Hokku is one of the contemplative arts — arts that take us away from the madness and materialism of modern society into a state of peace and tranquility. That is why hokku omits such topics as war, romance, sex, violence, plagues and catastrophes — and of course politics — all things that disturb or obsess the mind. And though it may be at times earthy, it avoids crudity for its own sake, as well as vulgarity.
Hokku are very simple. They are very brief, they avoid complicated words, and they do not rhyme, except occasionally by accident.
In general, a hokku is simply a sensory experience — something seen, touched, tasted, heard, or smelled — placed within the context of a season. There is no added commentary or ornament.
Further, hokku are selfless, to the greatest extent practically possible. They generally avoid the words “I,” “me,” and “my,” unless it is confusing, awkward or impractical to do so. And when a writer does mention himself (or herself), he does it in the same way he would speak of a passing fox or a smooth stone in a riverbed — objectively.
By writing in this manner, we re-unite humans and Nature and restore humans to their proper place — not as the lords of Nature, but only as a small part of it — the same thing we see in old Chinese landscape painting, in which humans are only a small and almost insignificant part of the whole, yet not separate from it.
The hokku, as a verse set in a seasonal context, existed as early as the 15th century — both as a part of the linked verse known as renga and as separate verse. But it was not until the latter half of the 17th century that it began to mingle the “high” and conventionally elegant subjects of the overtly poetic waka with the “low” common expressions and topics formerly not considered poetic. It was this mingling of high and low that gave birth to the kind of hokku we practice today. The linked verse with which it was then associated was called haikai renga — “playful” linked verse.
Looking back, there were two writers we may consider the originators of the kind of hokku practiced from the 17th to the early 20th centuries. The first was Onitsura (1660-1738). He wrote verses that, while not having the overt poetic elegance of waka, nonetheless had their own elegance of simplicity. Unfortunately he had no students who carried on his school, so the better known of the two writers today is the second — Matsuo Bashō, whose students continued to make his name known long after his death.
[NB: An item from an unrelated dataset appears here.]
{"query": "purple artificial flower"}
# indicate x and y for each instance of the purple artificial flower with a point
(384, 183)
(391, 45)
We can say, therefore, that though our seasonal hokku dates from the 15th century, its atmosphere of mixing the high and the low, the elegant and the ordinary, dates to Onitsura and Bashō in the 17th century. Onitsura (c. 1661-1738) began writing this kind of verse near the the same time that Bashō wrote the famous “Old Pond” hokku that is considered the foundation of his school in 1686. Even though Bashō (1644-1694) was born earlier, their writing of hokku in the style we favor began at almost the same time.
The kind of hokku I teach today is not that of just one early writer, but rather a mixture of the best of all of them, from Onitsura through Bashō and onward into the late 19th century, when hokku reached its lowest point because Japanese writers no longer lived lives favorable to hokku nor kept it fresh and new, but instead allowed it to become repetitive and stagnant. It could have easily been revived if the writers themselves had been willing to live lives more in keeping with hokku aesthetics, but instead Japan became overwhelmed by a flood of Western influence; and as people became ever more materialistic and technologically-oriented, new kinds of verse replaced the old hokku as the favored practice of the public.
I began teaching hokku on the Internet about 1996, after seeing how what replaced hokku — the modern “haiku” — had often radically changed its aesthetics and standards. I realized that something genuinely valuable had been lost with the decline of the old hokku.
And so that is why I teach it today, a little green haven of peace and tranquility in the midst of our modern hurried mechanized, stressed, violent, self-centered, superficial and materialistic world.
The hokku I teach is specifically oriented toward a non-dogmatic, meditative spiritual lifestyle, in keeping with hokku as one of the contemplative arts. Hokku has its roots in the spirituality of Daoism and Buddhism, and that gave it the clean, spare, and ascetic flavor.